Hassel assisted the conspirators in using the name of B.M. to fraudulently open one of the St. Louis post office boxes that Ofikoro, Sibe, and the others use in the scheme.

RELATED: 7 Missourians fall victim to nationwide Ponzi scheme, secretary of state says

If convicted, the violations of conspiracy to defraud and mail fraud carry a maximum penalty of 20 years in prison and a $250,000 fine, the release said. The violation of making false statements carries a maximum penalty of five years in prison and a $250,000 fine. For the violation of aggravated identity theft, Ofikoro and Sibe face a mandatory two-year sentence that will be run consecutive to any other term of imprisonment imposed. Restitution is also mandatory.

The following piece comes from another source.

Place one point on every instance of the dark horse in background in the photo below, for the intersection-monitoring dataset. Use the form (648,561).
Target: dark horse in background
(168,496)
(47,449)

The United States Postal Inspection Service and the FBI are investigating this case. 

"Romance scams prey on people's vulnerabilities and cost victims almost half a billion dollars a year," said Special Agent in Charge Richard Quinn of the FBI St. Louis Division. "If you meet someone online and the person asks you for money, question whether this could be a romance scam. There's nothing romantic about being swindled out of your life's savings."